Positioned within the industrial city of Tema, only 30 kilometres from Ghana’s capital city, the port and its environs serve not only incoming and outgoing ships but also provide a stage for the work of inland clearance depots, warehouses, transport and haulage companies, freight forwarders, and factories. This diverse range of stakeholders allows the port to thrive alongside the Ghanaian economy and neighbouring countries.

Meanwhile, Ghana’s second-largest port is the Port of Takoradi, which has been in operation since 1928. The port’s strategic location 225 kilometres to the west of Ghana’s capital makes it a cost-effective route to and from Europe, America and Asia. This port serves Ghana’s northern hinterland and the international trade of the three Sahelian landlocked economies of Burkina Faso, Mali and Niger. Last year it handled 38% of Ghana’s seaborne traffic, 75% of Ghana’s seaborne exports and 17% of Ghana’s seaborne imports., including manganese, bauxite, clinker, wheat, bulk and bagged cocoa, quicklime, containerised cargo, and equipment for the mining and oil/gas industry.

Together these ports account for 85% of Ghana’s trade, facilitating shipping routes and vessel calls to and from all continents through both direct and transhipment services. She noted that Cargo traffic for 2019 was over 27 million tonnes.
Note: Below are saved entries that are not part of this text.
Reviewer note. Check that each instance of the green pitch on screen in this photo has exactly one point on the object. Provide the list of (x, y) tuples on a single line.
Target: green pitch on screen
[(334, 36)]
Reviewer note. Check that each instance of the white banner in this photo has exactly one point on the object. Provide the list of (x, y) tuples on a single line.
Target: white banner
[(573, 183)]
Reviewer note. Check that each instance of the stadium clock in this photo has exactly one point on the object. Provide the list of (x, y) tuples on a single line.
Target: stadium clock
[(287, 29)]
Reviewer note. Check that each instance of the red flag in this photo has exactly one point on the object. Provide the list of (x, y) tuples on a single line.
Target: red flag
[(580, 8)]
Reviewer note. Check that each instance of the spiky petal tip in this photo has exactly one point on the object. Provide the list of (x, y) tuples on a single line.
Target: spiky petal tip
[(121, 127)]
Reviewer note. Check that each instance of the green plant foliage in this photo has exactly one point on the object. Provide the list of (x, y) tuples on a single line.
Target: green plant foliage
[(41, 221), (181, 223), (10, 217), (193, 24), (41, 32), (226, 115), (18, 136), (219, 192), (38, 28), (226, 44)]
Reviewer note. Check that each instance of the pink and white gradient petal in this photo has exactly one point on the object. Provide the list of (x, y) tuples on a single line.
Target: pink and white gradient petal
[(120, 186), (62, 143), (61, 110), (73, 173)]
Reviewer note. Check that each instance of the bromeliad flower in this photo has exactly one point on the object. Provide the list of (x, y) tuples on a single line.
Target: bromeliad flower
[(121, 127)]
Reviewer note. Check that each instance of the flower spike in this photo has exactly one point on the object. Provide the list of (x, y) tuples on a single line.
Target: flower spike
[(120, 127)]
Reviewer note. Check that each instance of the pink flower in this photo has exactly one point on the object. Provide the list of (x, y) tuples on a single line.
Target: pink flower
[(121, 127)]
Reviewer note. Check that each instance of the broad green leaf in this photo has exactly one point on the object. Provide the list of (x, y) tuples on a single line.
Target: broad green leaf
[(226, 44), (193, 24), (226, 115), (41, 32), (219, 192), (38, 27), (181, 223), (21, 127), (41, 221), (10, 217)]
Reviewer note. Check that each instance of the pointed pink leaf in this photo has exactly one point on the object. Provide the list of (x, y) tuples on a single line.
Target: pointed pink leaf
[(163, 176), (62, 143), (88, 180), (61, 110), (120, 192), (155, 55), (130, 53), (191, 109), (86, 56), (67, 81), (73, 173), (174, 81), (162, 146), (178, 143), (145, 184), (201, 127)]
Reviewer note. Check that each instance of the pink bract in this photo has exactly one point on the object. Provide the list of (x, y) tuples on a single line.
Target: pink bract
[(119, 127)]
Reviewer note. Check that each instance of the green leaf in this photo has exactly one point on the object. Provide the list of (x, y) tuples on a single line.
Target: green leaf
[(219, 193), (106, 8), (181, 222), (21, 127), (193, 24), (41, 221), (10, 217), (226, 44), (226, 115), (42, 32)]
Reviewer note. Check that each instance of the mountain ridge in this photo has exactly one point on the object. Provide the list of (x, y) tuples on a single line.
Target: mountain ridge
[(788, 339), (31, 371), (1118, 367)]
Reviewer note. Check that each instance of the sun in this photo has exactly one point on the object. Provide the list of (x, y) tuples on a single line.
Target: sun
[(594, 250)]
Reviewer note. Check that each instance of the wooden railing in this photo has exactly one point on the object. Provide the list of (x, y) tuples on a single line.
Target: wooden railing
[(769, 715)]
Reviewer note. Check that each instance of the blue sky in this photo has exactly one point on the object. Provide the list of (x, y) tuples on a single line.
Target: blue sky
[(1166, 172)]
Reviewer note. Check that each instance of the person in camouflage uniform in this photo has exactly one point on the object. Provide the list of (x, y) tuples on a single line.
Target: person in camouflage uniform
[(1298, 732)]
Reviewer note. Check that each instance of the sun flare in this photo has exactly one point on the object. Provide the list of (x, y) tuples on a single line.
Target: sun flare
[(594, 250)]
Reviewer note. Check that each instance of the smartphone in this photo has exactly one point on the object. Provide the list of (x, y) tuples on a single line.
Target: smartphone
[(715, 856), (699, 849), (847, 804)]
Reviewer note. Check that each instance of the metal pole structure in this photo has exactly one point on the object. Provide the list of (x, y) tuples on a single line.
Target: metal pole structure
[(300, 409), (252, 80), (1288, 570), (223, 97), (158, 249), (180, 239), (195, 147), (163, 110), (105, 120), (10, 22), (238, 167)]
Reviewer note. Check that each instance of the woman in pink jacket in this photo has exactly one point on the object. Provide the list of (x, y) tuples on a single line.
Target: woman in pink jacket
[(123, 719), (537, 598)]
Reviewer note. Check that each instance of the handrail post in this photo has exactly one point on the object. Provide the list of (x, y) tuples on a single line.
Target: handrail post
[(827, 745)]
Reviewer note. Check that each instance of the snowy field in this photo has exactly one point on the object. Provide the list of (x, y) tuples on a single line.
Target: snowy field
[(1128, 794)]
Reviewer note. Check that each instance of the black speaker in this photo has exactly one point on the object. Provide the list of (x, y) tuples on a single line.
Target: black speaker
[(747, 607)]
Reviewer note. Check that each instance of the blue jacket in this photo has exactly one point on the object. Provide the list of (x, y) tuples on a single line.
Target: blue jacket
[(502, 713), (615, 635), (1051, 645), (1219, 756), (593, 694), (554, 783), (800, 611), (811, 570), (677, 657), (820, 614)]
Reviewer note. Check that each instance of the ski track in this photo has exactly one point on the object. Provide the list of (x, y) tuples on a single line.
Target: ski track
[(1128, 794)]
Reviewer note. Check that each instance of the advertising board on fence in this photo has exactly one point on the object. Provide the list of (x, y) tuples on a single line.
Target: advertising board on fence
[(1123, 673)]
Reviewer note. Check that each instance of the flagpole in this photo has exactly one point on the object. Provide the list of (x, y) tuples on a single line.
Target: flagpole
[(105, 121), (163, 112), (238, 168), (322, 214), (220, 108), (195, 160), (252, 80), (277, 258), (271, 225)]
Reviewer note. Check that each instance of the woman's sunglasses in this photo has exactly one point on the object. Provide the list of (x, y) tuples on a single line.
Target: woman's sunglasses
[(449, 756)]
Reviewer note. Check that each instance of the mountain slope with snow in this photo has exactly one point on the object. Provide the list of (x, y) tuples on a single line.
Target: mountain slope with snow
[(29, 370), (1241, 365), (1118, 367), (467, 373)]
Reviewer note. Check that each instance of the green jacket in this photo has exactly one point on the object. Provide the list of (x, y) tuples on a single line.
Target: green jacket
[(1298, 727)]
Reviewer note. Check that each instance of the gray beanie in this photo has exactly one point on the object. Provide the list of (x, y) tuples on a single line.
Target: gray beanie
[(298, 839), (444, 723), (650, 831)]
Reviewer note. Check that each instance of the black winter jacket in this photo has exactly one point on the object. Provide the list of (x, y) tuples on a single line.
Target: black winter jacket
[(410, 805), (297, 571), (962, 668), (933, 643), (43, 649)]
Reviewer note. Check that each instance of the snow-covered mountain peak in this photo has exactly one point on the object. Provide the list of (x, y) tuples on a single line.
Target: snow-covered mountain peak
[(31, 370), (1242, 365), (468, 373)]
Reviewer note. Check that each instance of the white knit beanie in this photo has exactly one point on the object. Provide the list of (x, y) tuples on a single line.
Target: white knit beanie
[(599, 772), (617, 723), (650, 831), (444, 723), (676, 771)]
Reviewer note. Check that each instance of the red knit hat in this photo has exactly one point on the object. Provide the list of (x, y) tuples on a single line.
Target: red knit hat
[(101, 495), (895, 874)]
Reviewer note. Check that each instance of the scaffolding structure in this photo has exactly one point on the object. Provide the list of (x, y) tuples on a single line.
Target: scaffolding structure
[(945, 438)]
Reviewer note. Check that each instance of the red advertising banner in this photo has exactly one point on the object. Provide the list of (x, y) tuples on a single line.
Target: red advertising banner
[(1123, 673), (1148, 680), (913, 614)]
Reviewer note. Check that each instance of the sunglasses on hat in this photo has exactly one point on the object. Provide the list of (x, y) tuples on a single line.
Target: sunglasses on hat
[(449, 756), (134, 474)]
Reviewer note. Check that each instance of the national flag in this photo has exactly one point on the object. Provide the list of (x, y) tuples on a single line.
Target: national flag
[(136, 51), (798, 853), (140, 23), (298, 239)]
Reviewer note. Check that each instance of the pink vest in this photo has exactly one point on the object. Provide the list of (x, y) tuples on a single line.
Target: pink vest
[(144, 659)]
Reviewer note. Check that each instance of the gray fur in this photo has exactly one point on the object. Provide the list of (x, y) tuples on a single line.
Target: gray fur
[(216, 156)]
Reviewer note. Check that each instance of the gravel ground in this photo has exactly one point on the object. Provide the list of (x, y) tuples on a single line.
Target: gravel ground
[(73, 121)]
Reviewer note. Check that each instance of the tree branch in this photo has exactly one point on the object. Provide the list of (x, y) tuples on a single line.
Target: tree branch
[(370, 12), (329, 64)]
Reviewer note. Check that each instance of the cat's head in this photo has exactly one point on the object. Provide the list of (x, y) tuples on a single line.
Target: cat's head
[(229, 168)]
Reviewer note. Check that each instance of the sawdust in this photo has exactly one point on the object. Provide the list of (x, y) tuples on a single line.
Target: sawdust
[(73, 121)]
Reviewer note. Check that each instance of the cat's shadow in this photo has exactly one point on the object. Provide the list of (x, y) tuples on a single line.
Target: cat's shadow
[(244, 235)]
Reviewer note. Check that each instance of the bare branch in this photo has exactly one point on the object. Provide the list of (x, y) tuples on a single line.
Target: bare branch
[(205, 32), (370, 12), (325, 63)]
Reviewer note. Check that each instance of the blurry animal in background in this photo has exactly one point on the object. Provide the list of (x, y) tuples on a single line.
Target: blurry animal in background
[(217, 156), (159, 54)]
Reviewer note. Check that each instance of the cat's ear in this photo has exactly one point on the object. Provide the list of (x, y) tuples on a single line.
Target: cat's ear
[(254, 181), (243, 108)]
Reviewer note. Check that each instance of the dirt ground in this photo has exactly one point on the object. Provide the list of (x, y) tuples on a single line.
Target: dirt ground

“In terms of the location of our ports, we’re centrally-located and it renders an advantage for shipping lines and agents,” explains Esther Gyebi-Donkor, General Manager for Marketing and Corporate Affairs of the Authority. “We have 50 shipping lines and agents with vessel traffic from various continents to and from the Ghanaian ports. We also have various cargo handling infrastructure including the private dedicated container terminals with a capacity of 3.5 million TEU’s.”

The ports’ success is about more than positioning however, with Ghana Ports investing heavily in technology and innovation to ensure they offer efficient, cost-effective service.

“We’ve invested in a lot of technological infrastructures which is helping our operations. For example, Terminal Operating Systems and other automated systems to facilitate paperless clearance,” Gyebi-Donkor says. “We have also done a lot in the area of business innovation. We are streamlining our business and have implemented systems in recent times for seamless operations to run efficiently in the port. We’re still fine-tuning that and reducing the costs of doing business in our ports.”

 Meeting Everyone’s Needs

Managing Ghana’s ports is about more than technology and infrastructure, it’s also about understanding and meeting the needs of the various groups that use it.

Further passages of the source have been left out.